Challenges in Results Robustness of Trials with Missing Data for the Primary Endpoint: Insights from Coronary Balloon/Stent Trials.

Abstract

Background: To assess the consequence of different degrees of missing primary endpoint data for randomized controlled trials and to find the influence factors.

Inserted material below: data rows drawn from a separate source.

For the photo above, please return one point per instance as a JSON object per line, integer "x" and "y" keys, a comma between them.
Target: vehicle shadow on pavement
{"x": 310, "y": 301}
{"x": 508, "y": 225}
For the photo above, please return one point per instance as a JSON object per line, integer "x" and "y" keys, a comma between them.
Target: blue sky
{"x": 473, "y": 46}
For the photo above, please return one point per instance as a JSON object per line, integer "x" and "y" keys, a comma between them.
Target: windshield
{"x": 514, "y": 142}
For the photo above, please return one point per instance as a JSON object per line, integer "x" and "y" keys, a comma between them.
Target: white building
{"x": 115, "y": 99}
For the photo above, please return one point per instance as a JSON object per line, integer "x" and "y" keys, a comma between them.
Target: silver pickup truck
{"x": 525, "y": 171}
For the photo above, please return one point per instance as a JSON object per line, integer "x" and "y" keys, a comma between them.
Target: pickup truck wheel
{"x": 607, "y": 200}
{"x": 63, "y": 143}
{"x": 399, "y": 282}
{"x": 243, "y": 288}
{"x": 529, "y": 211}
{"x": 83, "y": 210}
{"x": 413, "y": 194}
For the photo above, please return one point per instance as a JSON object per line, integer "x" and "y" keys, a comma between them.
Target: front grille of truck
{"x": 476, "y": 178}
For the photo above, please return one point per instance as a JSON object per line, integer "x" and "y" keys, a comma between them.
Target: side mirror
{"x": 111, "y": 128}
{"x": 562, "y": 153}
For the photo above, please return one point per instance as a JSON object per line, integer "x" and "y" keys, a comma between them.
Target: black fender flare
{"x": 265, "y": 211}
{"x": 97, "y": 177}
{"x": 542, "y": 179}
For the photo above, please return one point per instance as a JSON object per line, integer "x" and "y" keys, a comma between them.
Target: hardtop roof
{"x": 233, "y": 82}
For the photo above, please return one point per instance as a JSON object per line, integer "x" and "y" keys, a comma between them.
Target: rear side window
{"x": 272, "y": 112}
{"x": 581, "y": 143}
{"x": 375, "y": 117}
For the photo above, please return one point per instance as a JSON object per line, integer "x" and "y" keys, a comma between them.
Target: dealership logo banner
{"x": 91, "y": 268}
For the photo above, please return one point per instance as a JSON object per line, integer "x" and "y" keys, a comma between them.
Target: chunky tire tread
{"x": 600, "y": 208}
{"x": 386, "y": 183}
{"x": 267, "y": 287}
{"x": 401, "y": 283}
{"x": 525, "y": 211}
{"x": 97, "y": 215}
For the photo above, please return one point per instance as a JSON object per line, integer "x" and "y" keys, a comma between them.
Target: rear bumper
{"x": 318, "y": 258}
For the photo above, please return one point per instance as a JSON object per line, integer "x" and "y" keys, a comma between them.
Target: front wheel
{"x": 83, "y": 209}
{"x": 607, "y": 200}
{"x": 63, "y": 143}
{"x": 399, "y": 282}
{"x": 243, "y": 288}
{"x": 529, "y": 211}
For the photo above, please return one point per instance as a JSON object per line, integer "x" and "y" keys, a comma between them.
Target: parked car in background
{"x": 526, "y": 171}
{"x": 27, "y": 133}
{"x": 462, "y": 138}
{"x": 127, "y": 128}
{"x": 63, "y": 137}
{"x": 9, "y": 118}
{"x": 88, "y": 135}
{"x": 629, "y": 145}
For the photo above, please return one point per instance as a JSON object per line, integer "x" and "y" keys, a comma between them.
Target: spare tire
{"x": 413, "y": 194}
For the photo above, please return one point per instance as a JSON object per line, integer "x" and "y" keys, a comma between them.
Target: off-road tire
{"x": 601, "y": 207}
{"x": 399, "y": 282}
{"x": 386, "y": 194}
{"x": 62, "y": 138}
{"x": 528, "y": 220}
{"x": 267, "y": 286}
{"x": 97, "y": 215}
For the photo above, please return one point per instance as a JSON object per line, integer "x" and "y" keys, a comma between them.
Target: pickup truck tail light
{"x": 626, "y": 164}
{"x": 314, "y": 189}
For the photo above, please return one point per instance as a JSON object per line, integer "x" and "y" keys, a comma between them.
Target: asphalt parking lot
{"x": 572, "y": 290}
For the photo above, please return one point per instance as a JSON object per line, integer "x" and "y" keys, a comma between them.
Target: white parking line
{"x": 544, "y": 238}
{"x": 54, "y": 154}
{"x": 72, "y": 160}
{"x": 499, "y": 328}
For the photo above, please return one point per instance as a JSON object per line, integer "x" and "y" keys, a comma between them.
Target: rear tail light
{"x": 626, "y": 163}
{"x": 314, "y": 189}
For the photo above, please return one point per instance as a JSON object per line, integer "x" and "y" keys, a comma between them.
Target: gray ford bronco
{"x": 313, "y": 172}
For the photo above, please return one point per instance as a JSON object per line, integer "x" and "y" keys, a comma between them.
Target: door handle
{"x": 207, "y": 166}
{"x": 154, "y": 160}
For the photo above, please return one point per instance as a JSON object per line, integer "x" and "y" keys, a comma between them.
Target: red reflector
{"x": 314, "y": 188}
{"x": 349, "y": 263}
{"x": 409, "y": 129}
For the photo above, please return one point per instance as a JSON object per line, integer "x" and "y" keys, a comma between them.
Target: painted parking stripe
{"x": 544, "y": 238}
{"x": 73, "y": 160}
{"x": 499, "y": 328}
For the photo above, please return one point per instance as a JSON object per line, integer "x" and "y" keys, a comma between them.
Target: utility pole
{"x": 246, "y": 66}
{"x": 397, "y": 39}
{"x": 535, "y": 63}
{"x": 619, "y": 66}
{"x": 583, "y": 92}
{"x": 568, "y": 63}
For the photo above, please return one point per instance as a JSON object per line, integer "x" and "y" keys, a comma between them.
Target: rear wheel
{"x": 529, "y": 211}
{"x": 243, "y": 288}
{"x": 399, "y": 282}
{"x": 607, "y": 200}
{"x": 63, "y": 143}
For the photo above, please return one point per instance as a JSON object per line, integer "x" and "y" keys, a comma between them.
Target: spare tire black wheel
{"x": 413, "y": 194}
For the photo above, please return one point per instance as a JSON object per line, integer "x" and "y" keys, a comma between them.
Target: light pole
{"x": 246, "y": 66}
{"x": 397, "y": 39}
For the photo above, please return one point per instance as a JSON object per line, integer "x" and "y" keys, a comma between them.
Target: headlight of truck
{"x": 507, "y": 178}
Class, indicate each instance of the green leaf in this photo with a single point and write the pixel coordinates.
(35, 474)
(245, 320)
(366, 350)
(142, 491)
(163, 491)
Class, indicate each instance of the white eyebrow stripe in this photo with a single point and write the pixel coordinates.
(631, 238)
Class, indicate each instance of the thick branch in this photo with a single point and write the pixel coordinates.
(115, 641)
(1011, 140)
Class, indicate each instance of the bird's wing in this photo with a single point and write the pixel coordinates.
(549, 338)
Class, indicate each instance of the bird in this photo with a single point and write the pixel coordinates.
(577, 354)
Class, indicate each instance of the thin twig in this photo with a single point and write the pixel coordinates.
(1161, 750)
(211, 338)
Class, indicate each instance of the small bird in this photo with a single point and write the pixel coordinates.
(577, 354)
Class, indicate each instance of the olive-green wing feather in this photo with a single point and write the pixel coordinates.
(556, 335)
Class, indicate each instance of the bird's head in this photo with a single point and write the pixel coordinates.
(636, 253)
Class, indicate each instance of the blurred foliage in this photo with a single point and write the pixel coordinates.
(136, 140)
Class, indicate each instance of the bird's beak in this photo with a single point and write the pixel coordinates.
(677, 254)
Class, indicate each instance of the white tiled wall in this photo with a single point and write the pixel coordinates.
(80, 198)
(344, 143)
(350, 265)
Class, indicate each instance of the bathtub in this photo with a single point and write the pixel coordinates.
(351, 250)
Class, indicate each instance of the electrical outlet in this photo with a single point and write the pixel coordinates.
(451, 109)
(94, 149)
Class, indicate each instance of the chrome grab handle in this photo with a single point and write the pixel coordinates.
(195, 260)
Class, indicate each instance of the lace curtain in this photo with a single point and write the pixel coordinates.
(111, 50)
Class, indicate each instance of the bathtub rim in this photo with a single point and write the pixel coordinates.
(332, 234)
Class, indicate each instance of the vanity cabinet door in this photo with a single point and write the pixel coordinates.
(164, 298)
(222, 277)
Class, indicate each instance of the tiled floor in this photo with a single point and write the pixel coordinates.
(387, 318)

Methods: PubMed, Cochrane Library, EMBASE and ClinicalTrials.gov were searched up to Nov 30, 2023. We included trials of the drug-coated balloon/drug-eluted stent with angiographic outcomes as the primary endpoint. The tipping-point analysis was used to deal with the missing data for the primary endpoint. The inconsistency rate, tipping-point standardized effect size (SES) and tipping-point ratio were used to assess the result robustness.

Results: A total of 101 trials were included, which had 109 trial comparisons. Among them, 89 (81.7%) comparisons had superior/non-inferior conclusions (H₀ rejected); 85 (78.0%) comparisons had a missing rate of ≥10%, and 30 (27.5%) comparisons had a missing rate of ≥20%. For H₀ rejected comparisons with a missing rate of ≥10%, the median of inconsistency rate, tipping-point SES and tipping-point ratio was 32.2% (IQR 19.7%, 45.4%), 0.90 (IQR 0.17, 1.79) and -1.53 (IQR -2.43, -0.39). A higher missing rate and a larger (worse) observed-target SES were associated with a more unreliable result.

Conclusion: A high dropout rate and inflated target effect size could cause an unreliable result. We emphasize a robust evaluation of the results for clinical trials with missing data for the primary endpoint.